You could say something like, "I am sorry for ________, it seems to have upset you and I didn't want that to happen." You really aren't apologizing for what you have DONE but for the misconceptions that might have arisen from it - on here (EP, the computer), we don't get the benefit of facial ex
And I would hope that a sincere apology would always work - it is sad when that happens, but you can't be responsible for someone else not taking your apology and granting forgiveness - then it becomes their issue to deal with...
If you have not done anything wrong then this is a misunderstanding of sorts. Rather than apologize, try communicating your feelings about this situation. This way you give yourself validation in the other persons eyes.
You could say that you are sorry for the misunderstanding and want to talk about this but you will give your power away if you apologize for something that you did not do.

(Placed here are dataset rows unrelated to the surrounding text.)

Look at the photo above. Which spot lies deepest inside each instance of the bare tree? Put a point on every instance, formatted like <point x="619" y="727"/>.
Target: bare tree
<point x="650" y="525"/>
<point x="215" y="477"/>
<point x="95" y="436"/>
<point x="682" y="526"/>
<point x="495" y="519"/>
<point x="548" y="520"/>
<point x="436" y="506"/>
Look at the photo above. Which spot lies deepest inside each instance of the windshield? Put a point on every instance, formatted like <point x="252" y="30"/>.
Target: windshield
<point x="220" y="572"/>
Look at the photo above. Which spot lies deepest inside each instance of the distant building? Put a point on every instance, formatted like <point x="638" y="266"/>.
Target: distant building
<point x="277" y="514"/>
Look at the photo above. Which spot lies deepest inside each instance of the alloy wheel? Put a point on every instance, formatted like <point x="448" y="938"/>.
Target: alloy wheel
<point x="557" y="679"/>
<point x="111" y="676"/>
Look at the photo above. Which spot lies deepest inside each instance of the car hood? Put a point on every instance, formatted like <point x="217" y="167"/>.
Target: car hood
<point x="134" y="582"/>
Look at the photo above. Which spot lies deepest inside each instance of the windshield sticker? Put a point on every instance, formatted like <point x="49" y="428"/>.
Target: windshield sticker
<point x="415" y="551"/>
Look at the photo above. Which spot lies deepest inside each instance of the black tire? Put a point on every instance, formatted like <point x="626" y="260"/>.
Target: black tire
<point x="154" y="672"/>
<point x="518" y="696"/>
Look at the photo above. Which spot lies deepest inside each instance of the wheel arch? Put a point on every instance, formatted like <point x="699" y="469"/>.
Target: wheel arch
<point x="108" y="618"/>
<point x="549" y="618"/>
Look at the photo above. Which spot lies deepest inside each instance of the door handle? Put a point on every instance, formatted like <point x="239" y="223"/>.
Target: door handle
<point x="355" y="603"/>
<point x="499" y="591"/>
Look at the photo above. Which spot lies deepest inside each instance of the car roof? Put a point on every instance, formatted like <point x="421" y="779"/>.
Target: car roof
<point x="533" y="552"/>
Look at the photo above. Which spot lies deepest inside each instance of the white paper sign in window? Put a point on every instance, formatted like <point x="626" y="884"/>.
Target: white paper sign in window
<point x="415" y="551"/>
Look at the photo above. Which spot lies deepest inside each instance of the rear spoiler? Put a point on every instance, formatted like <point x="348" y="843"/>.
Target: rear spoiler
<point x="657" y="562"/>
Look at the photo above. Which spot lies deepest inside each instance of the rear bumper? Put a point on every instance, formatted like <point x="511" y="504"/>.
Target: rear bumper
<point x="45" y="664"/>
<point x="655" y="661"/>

If this is a common occurrence with a particular person then a re-evaluation of the balance of power might be helpful. One has the role of power and one takes the role of being wrong most of the time and this is not healthy emotionally.
well apologising doesn't mean you are always wrong but u value more the relationship than personal pride.
say your sorry for making them feel that you did something wrong, and explain you didnt mean any harm by it.
"I'm sorry you feel that way" lol
I always say "I apologize...."
Sorry indicates that you actually feel "sorry", whereas apologizing is just an empty verb.
It actually makes me really mad when someone is disingenuous enought to say.."I'm sorry you feel that way" or "I'm sorry if that bothered you"....In other words they're sorry I'm wrong...It's not a true apology....
In order to truly apologise you need to understand the error...understand the affect...and consequences....
Then take ownership! Nothing less than full responsibility for the mistake and a sincere offer to make amends...I'm sorry is soo anemic! Say why you're sorry...recognize the hardship it caused and find out what you can do...if anything...
You want to know how to say you're sorry when you've done nothing wrong? Then learn to see it from their perspective...only then will you be able to empathize and see the error enough to give a real apology...
sumtimes its jz better 2 say it n 4gt it n get on wif life...if ppl frm al around d world kip on thinkin bout dis life wouldn't go on..rite? MOVE IT,PPL!
just to see a little smile on the face of the person i love.
i'm ready to say 'i am sorry' a zillion times even if i'm not wrong.
Depends, what did you do wrong that you're in denial about?
I say that because otherwise you wouldn't need to apologize....
To those who know me I am forever appologizing for EVERYTHING. I imagine it gets annoying. Oh gods I almost just said sorry for that too.
If you truly don't think you have done nothing wrong you shouldn't need to appologize. (says the appology hypocrite) Just keep being your humorous self. I don't want you to change.
I like the responses. In answer to the people who indicate that you really must be at fault if you're needing to apologize...sometimes a boss or power situation can force you to apologize to someone/others when you are not at fault. In the work situation, this is often done to take the heat off the boss, in many cases the real person at fault. It sucks, but I did like reading the various comments. Thanks, people out there. I joined this site just to respond to this.